DER AMERIKANISMUS
- WEGBEREITER DES MODERNEN 'KATHOLIZISMUS'
von
Eugen Golla
Auf dem langen Weg, der - vom Humanismus ausgehend - über die
Reformation und den Jansenismus, über die Aufklärung, den Liberalismus
sowie den Modernismus schließlich bis hin zum Ökumenismus und dem von
Montini verkündeten Menschenkult führte, steht als einer der
Meilensteine auch der sog. "Amerikanismus", dessen einst von der Kirche
verurteilte Prinzipien nach dem großen Abfall wieder erschreckende
Aktualität gewannen.
Was ist der "Amerikanismus"?*) Wir können vorerst ganz allgemein von
ihm sagen: Er bezeichnet eine gewisse nordamerikanische Geisteshaltung
und einen Lebensstil, die beide infolge der Art der Besiedlung des
neuen Kontinents geprägt sind von der Begeisterung für individuelle
Freiheit, von Dieseitsstreben unter Ausnutzung sämtlicher Energien und
einem Mißtrauen, ja Widerstand gegen jede Art von Autorität.
Obwohl die Katholiken zur Zeit der Gründung der Vereinigten Staaten
eine verschwindende Minderheit von etwa 3o.ooo Seelen ausmachten, die
meist zu den ärmeren Volksklassen zählten und der Seelsorge große
Schwierigkeiten bereiteten, da ein großer Mangel an einheimischen
Priestern herrschte, betrug die Zahl der Gläubigen am Ende des vorigen
Jahrhunderts bereits 15 Millionen.
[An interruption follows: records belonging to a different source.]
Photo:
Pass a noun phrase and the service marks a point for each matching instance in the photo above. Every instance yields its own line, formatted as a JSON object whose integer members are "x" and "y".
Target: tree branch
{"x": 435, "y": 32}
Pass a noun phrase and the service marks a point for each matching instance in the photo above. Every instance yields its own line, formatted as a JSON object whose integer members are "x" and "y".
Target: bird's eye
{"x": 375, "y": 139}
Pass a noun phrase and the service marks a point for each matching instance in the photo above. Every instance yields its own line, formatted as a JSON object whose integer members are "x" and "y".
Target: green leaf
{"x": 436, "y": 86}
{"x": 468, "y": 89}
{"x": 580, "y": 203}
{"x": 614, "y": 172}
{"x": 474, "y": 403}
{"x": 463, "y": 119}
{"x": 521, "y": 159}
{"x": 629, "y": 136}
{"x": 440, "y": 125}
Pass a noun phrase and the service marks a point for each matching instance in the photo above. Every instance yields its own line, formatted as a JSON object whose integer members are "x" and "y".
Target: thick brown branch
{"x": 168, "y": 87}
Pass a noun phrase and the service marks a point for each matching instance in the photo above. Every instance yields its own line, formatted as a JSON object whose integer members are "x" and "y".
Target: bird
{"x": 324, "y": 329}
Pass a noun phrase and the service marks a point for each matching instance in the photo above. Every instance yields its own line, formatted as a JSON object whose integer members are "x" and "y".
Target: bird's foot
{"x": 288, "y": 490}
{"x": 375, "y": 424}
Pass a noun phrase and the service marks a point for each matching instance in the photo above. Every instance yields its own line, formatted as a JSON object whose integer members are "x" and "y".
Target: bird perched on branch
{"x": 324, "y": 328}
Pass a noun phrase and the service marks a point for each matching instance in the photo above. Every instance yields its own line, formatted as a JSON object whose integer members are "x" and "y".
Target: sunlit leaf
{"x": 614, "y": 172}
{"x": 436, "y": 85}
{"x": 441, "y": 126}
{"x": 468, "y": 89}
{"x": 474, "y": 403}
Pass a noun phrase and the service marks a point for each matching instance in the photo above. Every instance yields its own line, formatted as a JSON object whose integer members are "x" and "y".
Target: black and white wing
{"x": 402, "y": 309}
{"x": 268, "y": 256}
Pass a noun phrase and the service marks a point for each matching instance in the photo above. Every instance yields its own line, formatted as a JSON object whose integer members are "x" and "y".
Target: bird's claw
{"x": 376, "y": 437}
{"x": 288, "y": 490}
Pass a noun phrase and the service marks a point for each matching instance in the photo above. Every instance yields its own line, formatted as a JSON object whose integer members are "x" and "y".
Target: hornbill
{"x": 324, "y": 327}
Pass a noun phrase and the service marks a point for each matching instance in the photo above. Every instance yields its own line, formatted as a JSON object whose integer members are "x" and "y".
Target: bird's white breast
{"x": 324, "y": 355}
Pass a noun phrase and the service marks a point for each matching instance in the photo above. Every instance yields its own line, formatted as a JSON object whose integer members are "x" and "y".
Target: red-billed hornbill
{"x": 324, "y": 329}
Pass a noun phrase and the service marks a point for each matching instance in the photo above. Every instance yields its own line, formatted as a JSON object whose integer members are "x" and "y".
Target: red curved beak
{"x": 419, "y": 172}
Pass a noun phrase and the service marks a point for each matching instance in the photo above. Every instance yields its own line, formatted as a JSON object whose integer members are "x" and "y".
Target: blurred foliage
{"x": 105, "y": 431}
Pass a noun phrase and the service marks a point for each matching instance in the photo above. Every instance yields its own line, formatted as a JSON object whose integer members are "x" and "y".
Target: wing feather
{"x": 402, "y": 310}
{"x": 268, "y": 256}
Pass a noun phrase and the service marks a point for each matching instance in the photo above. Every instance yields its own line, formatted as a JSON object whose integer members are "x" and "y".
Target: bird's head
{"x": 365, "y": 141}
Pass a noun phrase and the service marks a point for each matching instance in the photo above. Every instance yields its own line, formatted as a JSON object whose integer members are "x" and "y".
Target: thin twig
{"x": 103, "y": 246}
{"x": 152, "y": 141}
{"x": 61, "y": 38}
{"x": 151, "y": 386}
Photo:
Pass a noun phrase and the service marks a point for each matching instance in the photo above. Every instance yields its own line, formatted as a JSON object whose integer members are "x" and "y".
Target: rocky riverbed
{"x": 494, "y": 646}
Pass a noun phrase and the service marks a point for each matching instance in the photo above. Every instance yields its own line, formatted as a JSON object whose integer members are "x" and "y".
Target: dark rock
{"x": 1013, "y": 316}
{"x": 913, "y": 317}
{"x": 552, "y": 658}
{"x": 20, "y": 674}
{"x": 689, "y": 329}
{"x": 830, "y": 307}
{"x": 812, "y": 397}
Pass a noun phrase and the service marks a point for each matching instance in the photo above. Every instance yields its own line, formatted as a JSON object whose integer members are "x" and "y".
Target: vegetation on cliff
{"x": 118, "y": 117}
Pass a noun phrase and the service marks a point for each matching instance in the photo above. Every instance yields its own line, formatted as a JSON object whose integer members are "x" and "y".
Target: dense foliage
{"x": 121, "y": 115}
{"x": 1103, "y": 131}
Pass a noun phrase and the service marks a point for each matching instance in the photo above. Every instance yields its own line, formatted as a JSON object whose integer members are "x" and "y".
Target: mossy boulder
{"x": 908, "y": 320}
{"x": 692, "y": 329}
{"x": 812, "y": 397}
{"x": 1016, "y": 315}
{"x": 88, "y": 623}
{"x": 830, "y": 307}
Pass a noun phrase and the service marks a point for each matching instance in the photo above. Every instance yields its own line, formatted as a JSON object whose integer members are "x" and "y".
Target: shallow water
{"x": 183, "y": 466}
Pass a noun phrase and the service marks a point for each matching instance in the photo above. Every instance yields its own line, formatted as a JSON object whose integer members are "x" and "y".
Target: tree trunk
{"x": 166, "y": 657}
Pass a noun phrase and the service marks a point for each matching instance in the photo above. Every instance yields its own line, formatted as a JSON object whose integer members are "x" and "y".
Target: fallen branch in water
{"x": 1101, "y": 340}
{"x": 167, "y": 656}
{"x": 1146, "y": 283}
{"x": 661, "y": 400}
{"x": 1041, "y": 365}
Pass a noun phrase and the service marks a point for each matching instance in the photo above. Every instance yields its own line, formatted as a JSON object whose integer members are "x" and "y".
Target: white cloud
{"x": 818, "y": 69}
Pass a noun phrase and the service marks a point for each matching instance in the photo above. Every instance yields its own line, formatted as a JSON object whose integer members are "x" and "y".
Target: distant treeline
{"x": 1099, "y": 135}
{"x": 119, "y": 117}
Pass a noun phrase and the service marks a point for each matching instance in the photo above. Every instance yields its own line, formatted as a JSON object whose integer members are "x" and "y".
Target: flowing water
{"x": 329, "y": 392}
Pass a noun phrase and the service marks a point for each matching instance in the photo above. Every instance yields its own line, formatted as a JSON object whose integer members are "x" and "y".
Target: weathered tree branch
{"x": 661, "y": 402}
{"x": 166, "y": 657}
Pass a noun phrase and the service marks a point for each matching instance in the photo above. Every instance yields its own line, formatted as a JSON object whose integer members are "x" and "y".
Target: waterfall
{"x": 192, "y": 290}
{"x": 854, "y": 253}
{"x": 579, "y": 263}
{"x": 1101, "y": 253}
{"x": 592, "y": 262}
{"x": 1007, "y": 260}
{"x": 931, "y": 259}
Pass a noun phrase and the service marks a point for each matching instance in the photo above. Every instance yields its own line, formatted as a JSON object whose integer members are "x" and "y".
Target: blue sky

Hierbei kamen dem Katholizismus in
Amerika nicht nur die immer stärker wachsende Anzahl katholischer
Einwanderer sowie die vielen opferbereiten Priester aus der Alten Welt
zugute, sondern auch die Verfassung der Vereinigten Staaten, welche von
Anfang an die religiöse Duldung proklamierte. Allerdings gab es
Einzelstaaten, die sehr zögernd, erst im Laufe des 19. Jahrhunderts,
den Katholiken volle Religionsfreiheit gewährten, weil in den Augen
vieler Protestanten das Papsttum in Rom als undemokratisch und
unpatriotisch erschien.
In der zweiten Hälfte des vorigen Jahrhunderts verstärkten sich
weltweit die Versuche, die katholische Religion den Wünschen der
säkularisierten Welt immer mehr anzupassen. So bedurfte es in den
U.S.A. nur e i n e s Mannes, der diese Richtung mit der vorerwähnten
naturalistischen und liberalistischen Mentalität ihrer Bewohner zu
verbinden und populär zu machen vermochte, wobei es gar nicht
erforderlich war, eine festumrissene, auf Argumenten und Schlüssen
aufbauende Theologie zu entwickeln. Dieser Wegbereiter oder geistige
Vater des theologischen "Amerikanismus" wurde P. Isaak Thomas Hecker
(1819-1888), der von seinen Anhängern nicht nur "Apostel des modernen
Amerikas", sondern der "Franziskus der modernen Zeit" genannt wurde,
während ihn seine Gegner meist sehr negativ beurteilten.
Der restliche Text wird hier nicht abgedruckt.